It’s October, which means my wife is in full Horror Movie mode, and so we watched four(!) of them this weekend.

First up was Halloween (2018), which is a sequel to Halloween (1978), but not to any of the subsequent Hallowseen. The premise here is that Jamie Lee Curtis, having been menaced by Mike Myers in 1978, is now (as we all are) forty years older. She has spent her life living in paranoia that he’s going to come back and attack again; this did not endear her to her daughter, who quite reasonably wanted a life where she did not have to worry about ’70s slasher killers. Her teenage grand-daughter, though, thinks of her as a charmingly eccentric old lady.

Meanwhile, on like the day before Halloween, almost forty years to the day since the original Halloween, prison authorities decide that this would be an awesome time to put Mike Myers on a bus and transport him to another prison. Spoiler alert that he’s not going to make it all the way there.

What follows is the increasing realization that oh shit, this paranoid old lady wasn’t wrong after all, followed by plans going into motion and Myers and Curtis (and her family) basically facing off in an inter-generational showdown to the… well, I guess not the death, because they’re making a sequel (out October 15th, in theaters and streaming on Peacock)… but at least a finale for-now.

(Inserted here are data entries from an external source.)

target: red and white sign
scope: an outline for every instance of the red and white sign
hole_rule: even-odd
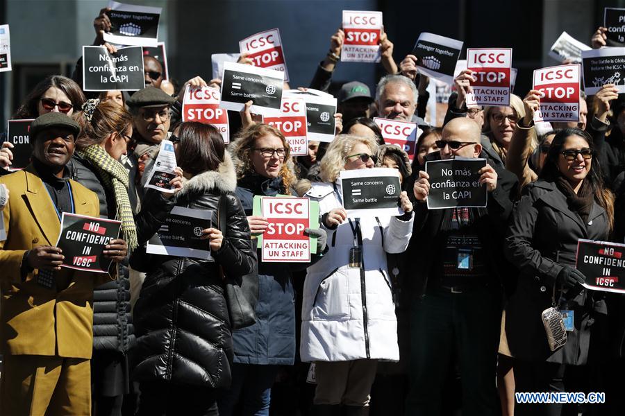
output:
[[[271,29],[246,37],[239,42],[239,49],[241,53],[249,54],[247,58],[255,67],[282,71],[285,82],[288,82],[289,72],[285,63],[279,30]]]
[[[310,261],[310,200],[307,198],[265,197],[262,215],[269,225],[262,234],[262,261],[294,263]]]
[[[382,12],[343,10],[344,62],[379,62]]]
[[[535,122],[579,121],[579,64],[534,70],[533,89],[542,95]]]
[[[282,132],[291,148],[291,156],[306,156],[308,154],[306,103],[303,98],[283,96],[280,116],[263,117],[262,122]]]
[[[224,143],[230,143],[228,112],[219,108],[221,93],[210,87],[195,88],[187,85],[183,100],[183,121],[199,121],[217,128]]]
[[[412,162],[417,150],[417,138],[421,135],[417,123],[380,117],[374,118],[374,121],[380,128],[384,142],[403,149]]]
[[[467,49],[467,68],[474,71],[467,105],[510,105],[512,49]]]

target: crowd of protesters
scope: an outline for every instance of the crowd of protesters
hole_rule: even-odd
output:
[[[107,10],[94,44],[114,52]],[[344,37],[332,35],[301,87],[328,91]],[[220,80],[175,88],[153,58],[131,94],[83,92],[80,61],[73,79],[41,80],[11,117],[34,119],[30,164],[11,172],[12,145],[0,148],[0,414],[622,414],[625,300],[585,289],[575,264],[579,239],[625,243],[625,100],[603,85],[581,98],[578,122],[539,129],[533,89],[467,107],[467,69],[443,125],[428,125],[417,58],[398,65],[383,33],[380,45],[376,90],[342,85],[334,139],[297,157],[251,101],[228,145],[215,127],[182,122],[186,86]],[[412,162],[374,116],[419,126]],[[173,192],[145,187],[165,139]],[[428,209],[425,163],[455,157],[486,159],[485,207]],[[403,214],[348,218],[340,173],[374,166],[398,171]],[[308,263],[265,262],[255,250],[269,223],[254,198],[278,195],[319,203]],[[201,232],[211,261],[147,252],[176,207],[213,213]],[[109,273],[61,267],[62,213],[121,221]],[[253,321],[237,327],[233,277],[258,288]],[[574,320],[553,352],[541,313],[556,304]],[[606,403],[526,404],[519,392],[600,392]]]

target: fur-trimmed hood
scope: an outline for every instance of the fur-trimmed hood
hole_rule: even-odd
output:
[[[234,192],[236,188],[237,174],[234,164],[230,153],[226,150],[224,162],[219,164],[217,171],[203,172],[185,181],[182,189],[176,196],[180,198],[188,193],[205,192],[211,189]]]

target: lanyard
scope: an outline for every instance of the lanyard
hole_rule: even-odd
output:
[[[72,193],[72,187],[69,186],[69,181],[65,182],[65,184],[67,186],[67,189],[69,191],[69,203],[72,204],[72,214],[74,214],[74,195]],[[48,187],[44,184],[44,187],[46,189],[46,191],[48,191],[48,195],[50,196],[50,200],[52,201],[52,206],[54,207],[54,210],[56,211],[56,216],[58,217],[58,220],[60,222],[61,220],[61,214],[58,211],[58,207],[56,206],[56,204],[54,203],[54,198],[52,198],[52,194],[50,193],[50,190],[48,189]]]

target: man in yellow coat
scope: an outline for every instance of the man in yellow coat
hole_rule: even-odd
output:
[[[100,214],[96,194],[65,169],[79,131],[65,114],[40,116],[31,126],[32,164],[0,178],[11,195],[0,242],[0,415],[91,413],[93,288],[116,275],[61,268],[53,247],[62,212]],[[104,255],[119,262],[126,251],[115,239]]]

As an old person, I am basically a sucker for this genre of “what if this thing from this old movie had actually happened, and now it’s actually all these years later in real time?” movie, like the recent Terminator sequel and some other examples that I can’t think of right now. My main complaint is that I wish the final showdown had been a little more intricately planned out, but I guess the director didn’t want to make an elaborate Home Alone spiritual sequel, which okay, fair enough.

End of the day, this is a slasher movie (modern subtype — a distinction I’ll be talking about a little bit more as I write-up the next three movies), and is basically a competent execution of the premise. If it sounds interesting, you’ll find it a pleasant way to pass the time; if not, it’s not some transcendent thing that you must see despite that.